Although I drive and have a car I prefer to take the train when I travel to Gray's. I am constantly on the go, always busy: so I enjoy the captivity of the conveyance that forces me to slow down, consider and reflect.
When I travel northwards I have a ritual that I am compelled to observe. I will look out of the window of my carriage to seek deer. Once that task has been satisfied I am free to stare and wonder at my fellow incarcerated commuters.
This Friday however I did not follow my usual routine. Instead I used the time to read and write down quotes for my impending dissertation. The text in my employ, "Camera Lucida" by Roland Barthes. The work takes all my concentration as Barthes academically dissects 'the photograph' but I am immediately connected by a quote in chapter one which expresses how I feel when I show my found objects to some people:
"Sometimes I would mention this amazement, but since no-one seemed to share it nor even understand it (life consists of these little touches of solitude"
My arrival at Grays this Friday was to complete two main tasks; to take down my exhibition of work and to receive feedback for my studio practice from my principal tutor Dr Jon Pengelly.

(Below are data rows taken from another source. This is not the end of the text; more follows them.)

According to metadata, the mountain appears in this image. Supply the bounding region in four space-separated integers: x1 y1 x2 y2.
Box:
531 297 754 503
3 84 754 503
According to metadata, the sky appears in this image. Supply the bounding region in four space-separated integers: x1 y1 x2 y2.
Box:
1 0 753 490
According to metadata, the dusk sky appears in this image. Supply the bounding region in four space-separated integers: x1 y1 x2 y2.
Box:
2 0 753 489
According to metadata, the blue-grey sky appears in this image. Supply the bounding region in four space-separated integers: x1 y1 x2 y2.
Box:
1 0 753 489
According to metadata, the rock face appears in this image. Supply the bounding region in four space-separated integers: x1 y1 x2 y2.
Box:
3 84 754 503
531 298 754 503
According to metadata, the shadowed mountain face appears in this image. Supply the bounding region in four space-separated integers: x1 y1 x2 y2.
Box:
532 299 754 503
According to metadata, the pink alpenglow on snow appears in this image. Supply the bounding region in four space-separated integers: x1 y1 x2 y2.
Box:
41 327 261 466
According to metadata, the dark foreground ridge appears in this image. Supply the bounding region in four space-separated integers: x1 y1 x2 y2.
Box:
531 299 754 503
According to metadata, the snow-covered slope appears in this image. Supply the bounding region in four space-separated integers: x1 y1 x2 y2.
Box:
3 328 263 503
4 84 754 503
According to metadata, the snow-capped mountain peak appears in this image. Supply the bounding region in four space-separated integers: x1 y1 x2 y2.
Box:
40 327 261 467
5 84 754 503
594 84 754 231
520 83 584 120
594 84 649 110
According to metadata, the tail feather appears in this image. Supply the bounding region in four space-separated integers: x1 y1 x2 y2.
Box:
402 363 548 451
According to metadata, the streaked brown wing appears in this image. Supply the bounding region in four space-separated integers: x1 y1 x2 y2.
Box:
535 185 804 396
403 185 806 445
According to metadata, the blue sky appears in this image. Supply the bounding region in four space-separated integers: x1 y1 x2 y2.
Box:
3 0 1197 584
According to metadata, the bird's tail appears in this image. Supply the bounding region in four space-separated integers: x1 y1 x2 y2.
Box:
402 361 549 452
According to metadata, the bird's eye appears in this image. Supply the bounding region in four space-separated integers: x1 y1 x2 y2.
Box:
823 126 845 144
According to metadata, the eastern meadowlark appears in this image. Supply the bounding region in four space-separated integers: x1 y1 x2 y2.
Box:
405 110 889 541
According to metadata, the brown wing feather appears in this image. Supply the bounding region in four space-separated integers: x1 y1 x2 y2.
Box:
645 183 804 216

One of the many aspects of Grays that I love is the kindness off all the staff. It was noted by the head electrician William as he walked by that I was using a screwdriver to take down my show. I had forgotten to take my cordless drill so he offered me a shot of his. Speaking casually to the head technician Phil Chaplain that I was wanting to do some lost wax casting he promptly led me to the casting studio, advised me on process and metals, showed me exemplars then told me to get in touch with him when I was ready to start making my metal sculptures.
Show finally down it was time for my feedback. This showcase of work has most certainly been a turning point for me. I am now beginning to make sense of the extensive experiments that I have been making and feel focused on the works I wish to output for my Masters Show. This is the feedback I received:
The work you have presented offers a fascinating insight into the breadth and depth of work you have developed over the period of this Masters course to date. These different aspects of your art practice are each closely related but yet stand along in their own right we feel. There has been significant progress in your confidence this is very clear in the confident and assured way you have curated and presented this work.
More recent developments and experiments - pinhole camera and stereoscopic viewer for example show a purposeful and clear sense of forward direction and aspect to your practice which rather interestingly acts as a counterpoint to your more opportunistic 'found' and beach combing works. Which more easily celebrate your aesthetic control and selection of artifacts and objects.
It is in this area or space you are starting to map out between serendipitous and more purposeful experimentation that we feel your starting to recognise. We do feel you might be more experimental in terms of scale (photographs for example) and think about the location both in terms of subjects as well as venue for this work.
At this point you are very well placed to move forward into the Masters element of this course, in the knowledge that your visual and critical language has developed in a very interesting and marked direction. This growing sense of self confidence, is self evident in your work and the progress you have made.